Divindades do Mar e das Águas

O Oceano

Para os antigos o Oceano primitivamente é um rio imenso que envolve o mundo terrestre. Na Mitologia é o primeiro deus das águas, filho de Urano ou do Céu e de Gaia, a Terra; é o pai de todos os seres. Homero diz que os deuses eram originários do Oceano e de Tétis. Conta o mesmo poeta que os deuses iam muitas vezes à Etiópia visitar o Oceano e tomar parte nas festas e sacrifícios que ali se celebravam. Conta-se enfim que Juno, desde o seu nascimento, foi por sua mãe Réia confiada aos cuidados de Oceano e de Tétis, para livrá-la da cruel voracidade de Saturno.

O Oceano é pois tão antigo como o mundo. Por isso representam-no sob a forma de um velho, sentado sobre as ondas, com uma lança na mão e um monstro marinho ao seu lado. Esse velho segura uma urna e despeja água, símbolo do mar, dos rios e das fontes.

Como sacrifício ofereciam-lhe geralmente grandes vítimas, e antes das expedições difíceis, faziam-se-lhe libações. Era não somente venerado pelos homens, mas também pelos deuses. Nas Geórgicas de Virgílio, a ninfa Cirene, ao palácio do Peneu, na fonte desse rio, oferece um sacrifício ao Oceano; três vezes seguidas, ela deita o vinho sobre o fogo do altar, e três vezes a chama ressalta até a abóbada do palácio, presságio tranqüilizador para a ninfa e seu filho Aristeu.

 

Tetis e as Oceânidas

Tetis, filha do Céu e da Terra, casou com o Oceano, seu irmão, e foi mãe de três mil ninfas chamadas Oceânidas. Dão-lhe ainda como filhos, não somente os rios e as fontes, mas também Proteu, Etra, mãe de Atlas, Persa, mãe de Circeu, etc. Conta-se que Júpiter, tendo sido amarrado e preso pelos outros deuses, Tetis pô-lo em liberdade, com auxílio do gigante Egeon.

Ela se chamava Tetis, palavra que em grego significa "ama, nutriz", sem dúvida porque é a deusa da água, matéria-prima que, segundo uma crença antiga, entra na formação de todos os corpos.

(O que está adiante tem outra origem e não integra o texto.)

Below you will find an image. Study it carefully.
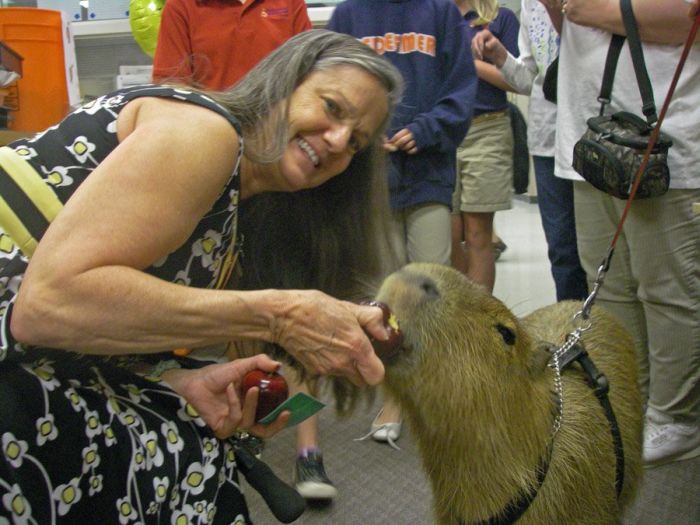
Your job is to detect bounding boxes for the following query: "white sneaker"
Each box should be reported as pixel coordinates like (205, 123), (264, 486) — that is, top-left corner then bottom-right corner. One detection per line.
(643, 409), (700, 465)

O carro dessa deusa é uma concha de maravilhosa forma e de uma brancura de marfim nacarado. Quando percorre o seu império, esse carro, tirado por cavalos-marinhos mais brancos do que a neve, parece voar, à superfície das águas. Ao redor dela, os delfins, brincando, saltam no mar; Tetis é acompanhada pelos Tritões que tocam trombeta com as suas conchas recurvas, e pelas Oceânidas coroadas de flores, e cuja cabeleira esvoaça pelas espáduas, ao capricho dos ventos.

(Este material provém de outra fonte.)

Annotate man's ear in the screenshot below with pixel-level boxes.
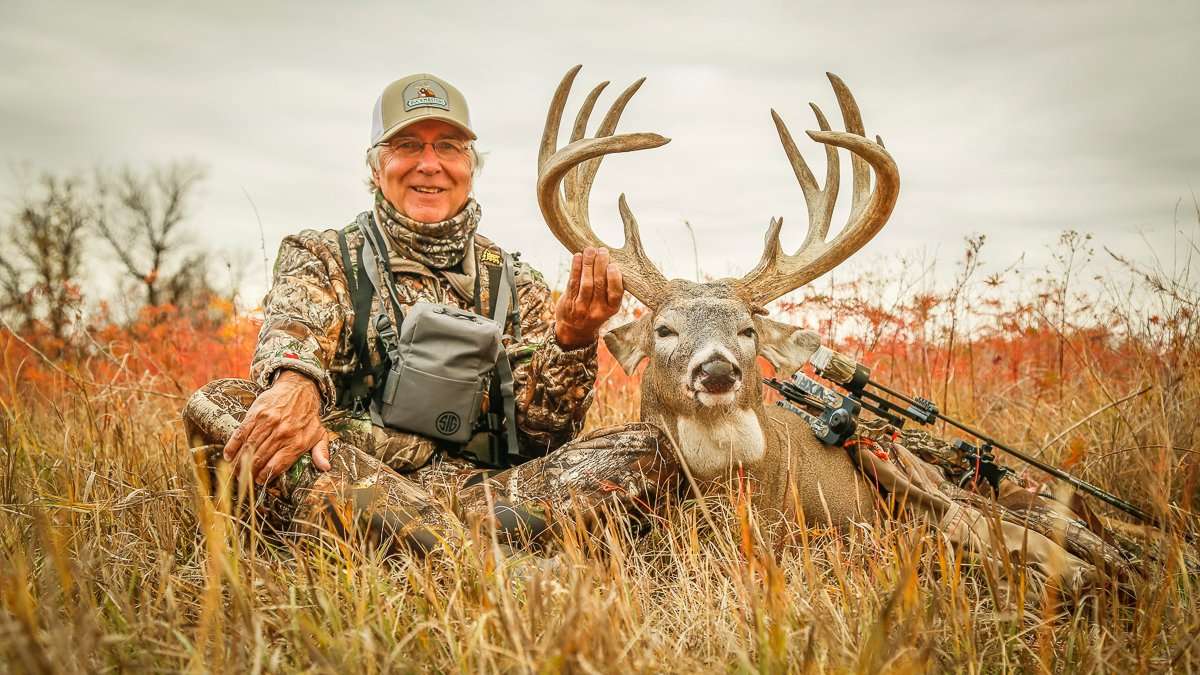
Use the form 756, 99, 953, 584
755, 316, 822, 378
603, 313, 654, 375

Tetis, deusa do mar, esposa de Oceano, não deve ser confundida com Tetis, filha de Nereu e mãe de Aquiles.

 

Netuno (Poseidon)

Netuno ou Poseidon, filho de Saturno e de Réia, era irmão de Júpiter e de Plutão. Logo que nasceu, Réia o escondeu em um aprisco da Arcádia, e fez Saturno acreditar ter ela dado à luz a um potro que lhe deu para devorar. Na partilha que os três irmãos fizeram do Universo ele teve por quinhão o mar, as ilhas, e todas as ribeiras.

Quando Júpiter, seu irmão, a quem sempre serviu com toda a fidelidade, venceu os Titãs, seus terríveis competidores, Netuno encarcerou-os no Inferno, impedindo-os de tentar novas empresas. Ele os mantém por trás do recinto inexpugnável formado por suas ondas e rochedos.

Netuno governa o seu império com uma calma imperturbável. Do fundo do mar em que está sua tranqüila morada, sabe tudo quanto se passa na superfície das ondas. Se por acaso os ventos impetuosos espalham inconsideradamente as vagas sobre as praias, causando injustos naufrágios, Netuno aparece, e com a sua nobre serenidade faz reentrar as águas no seu leito, abre canais através dos baixios, levanta com o tridente os navios presos nos rochedos ou encalhados nos bancos de areia, - em uma palavra, restabelece toda a desordem das tempestades.

Teve como mulher Anfitrite, filha de Doris e de Nereu. Essa ninfa recusara antes desposar Netuno, e se escondeu para esquivar-se às suas perseguições. Mas um delfim, encarregado dos interesses de Netuno, encontrou-a ao pé do monte Atlas, e persuadiu-a que devia aceitar o pedido do deus; como recompensa foi colocada entre os astros. De Netuno ela teve um filho chamado Tritão, e muitas ninfas marinhas; diz-se também que foi a mãe dos Ciclopes.

O ruído do mar, a sua profundidade misteriosa, o seu poder, a severidade de Netuno que abala o mundo, quando com o tridente ergue os enormes rochedos, inspiram à humanidade um sentimento mais de receio do que de simpatia e amor. O deus parecia dar por isso, todas as vezes que se apaixonava de uma divindade ou de um simples mortal. Recorria então à metamorfose; mas mesmo assim, na maior parte das vezes, conservava o seu caráter de força e impetuosidade.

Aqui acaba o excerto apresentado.